Buenos Aires (AT) – Javier Milei tritt am heutigen Dienstag vor die Weltgemeinschaft. Der Ökonom und heutige Staatspräsident von Argentinien hat als einer der ersten Regierungschefs seinen Auftritt auf der 79. Generalvollversammlung der Vereinten Nationen (UNO), die heute in New York startet. Milei dürfte die Bühne nutzen, um den rund 150 erwarteten Kollegen sowie dem in die Big Apple zugeschalteten Publikum eine Art Erklärung zur „Lage der -argentinischen- Nation“ zu geben sowie sein Loblied der Freien Marktwirtschaft anzustimmen. Anfang des Jahres nutzte er ein ähnliches Forum -das Treffen des Weltwirtschaftsforums in Davos– für eine ähnliche Botschaft. Es folgten andere. Doch es dürfte das erste Mal sein, dass der 54-jährige eine ähnlich breites wie diverses Publikum adressiert. Und, er kommt mir einer Liste eingehaltener Versprechen, in denen das Haben -noch- mit das Soll übersteigt.
Das Haben
Allen voran, die (Ein)Ordnung der argentinischen Wirtschaft; der Rückgang der Inflation; die komplette Neuaufstellung der Staatsfinanzen, inklusive Haushaltsüberschuss sowie unter anderem der Start eines weitreichenden Deregulierungs-Programmes. Alles aufbauend auf einem der schwächsten politischen Grundlagen der jüngeren argentinischen Geschichte mit Minderheit in beiden Kammern des argentinischen Kongresses und einem Regierungsstil, der sich fast eher auf den Zustimmungsraten einer bewundernswerten leidensfähigen Bevölkerung stützt, denn auf einer traditionellen parlamentarischen Arbeit.

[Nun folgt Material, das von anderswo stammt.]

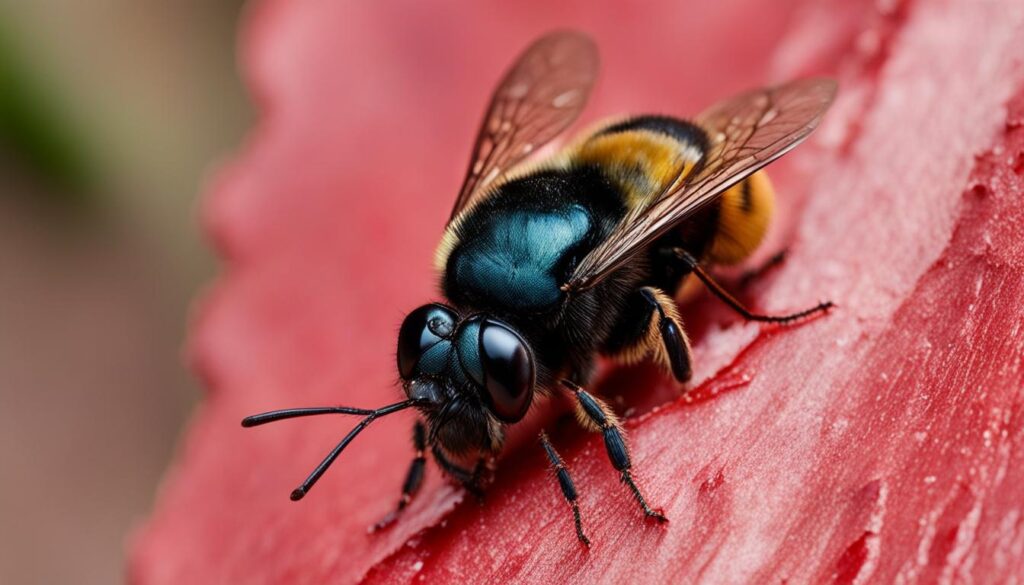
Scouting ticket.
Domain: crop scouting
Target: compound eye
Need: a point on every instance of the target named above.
(422, 329)
(509, 374)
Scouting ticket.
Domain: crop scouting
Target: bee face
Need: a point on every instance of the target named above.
(465, 372)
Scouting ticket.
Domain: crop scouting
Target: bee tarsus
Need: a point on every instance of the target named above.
(596, 415)
(692, 265)
(566, 485)
(414, 477)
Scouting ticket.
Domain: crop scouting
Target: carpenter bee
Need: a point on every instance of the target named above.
(546, 264)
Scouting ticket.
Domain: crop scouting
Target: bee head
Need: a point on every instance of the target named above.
(466, 368)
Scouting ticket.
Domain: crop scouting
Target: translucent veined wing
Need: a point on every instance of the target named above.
(745, 133)
(543, 92)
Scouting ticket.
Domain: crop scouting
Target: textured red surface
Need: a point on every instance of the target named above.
(884, 441)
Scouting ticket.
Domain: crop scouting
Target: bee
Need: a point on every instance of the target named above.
(546, 264)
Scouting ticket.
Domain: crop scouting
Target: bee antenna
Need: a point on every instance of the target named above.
(263, 418)
(371, 415)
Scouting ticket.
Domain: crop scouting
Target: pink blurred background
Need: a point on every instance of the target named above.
(112, 115)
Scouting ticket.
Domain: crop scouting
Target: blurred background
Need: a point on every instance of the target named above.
(113, 113)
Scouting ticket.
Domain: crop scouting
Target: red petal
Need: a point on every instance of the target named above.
(884, 440)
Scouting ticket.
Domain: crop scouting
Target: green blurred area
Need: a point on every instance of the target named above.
(35, 128)
(113, 115)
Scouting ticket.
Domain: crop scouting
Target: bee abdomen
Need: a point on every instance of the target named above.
(743, 214)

Dementsprechend dürfte auch der “Geschäfts-Bericht” ausfallen, den Milei in New York vorstellen wird. Im Hinterkopf wird der im Dezember ins Amt geschworene Wirtschaftswissenschaftler jedoch immer lauter die ersten Warnsignale hören dürfen, die sein Regierungsprogramm aufzuzeigen beginnt.
Das Soll
In den letzten vier Wochen haben sich seine Zustimmungsraten -und damit die erwähnte Leidensbereitschaft– innerhalb der Bevölkerung gedreht. Im Durchschnitt zeigten die jüngsten Messungen unabhängiger Umfrageinstitute (Poliarquía / Aresco) Rückgänge um bis zu 7% der Zustimmungswerte Mileis. Damit bleibt der Staatspräsident zwar immer noch -knapp- im grünen Bereich in der Kategorie Regierungsleistung, doch die Frage ist für wie lang noch und – wieweit ist der selbsternannte „Disruptor“ der argentinischen Politik bereit darauf einzugehen.
Unter dem Strich
Einerseits ist seine politische Basis -der Rückhalt in der Bevölkerung– noch tragfähig. Doch mehren sich die Anzeichen, dass die argentinischen Gesellschaft nach knapp zehn Monaten Rosskur über die makroökonomische Grund-Ordnung hinaus beginnt, ihre Vertrauensbereitschaft zurückzunehmen: Im September zeigt die Messung des Verbrauchervertrauens einen Rückgang um knapp 6% gegenüber August, wie die Daten der Universität Torcuato Di Tella belegen. Hinzu kommen in den letzten Wochen immer neue Konflikten zwischen Gewerkschaften und Regierung, die auch Papst Franziskus aus dem fernen Rom miteinbeziehen. Und: für die laufende Woche wird die Veröffentlichung neuer Zahlen zur Armut in Argentinien erwartet. Wie aus Regierungskreisen zu hören ist, bereitetet man sich im Team-Milei auf harte Nachrichten vor.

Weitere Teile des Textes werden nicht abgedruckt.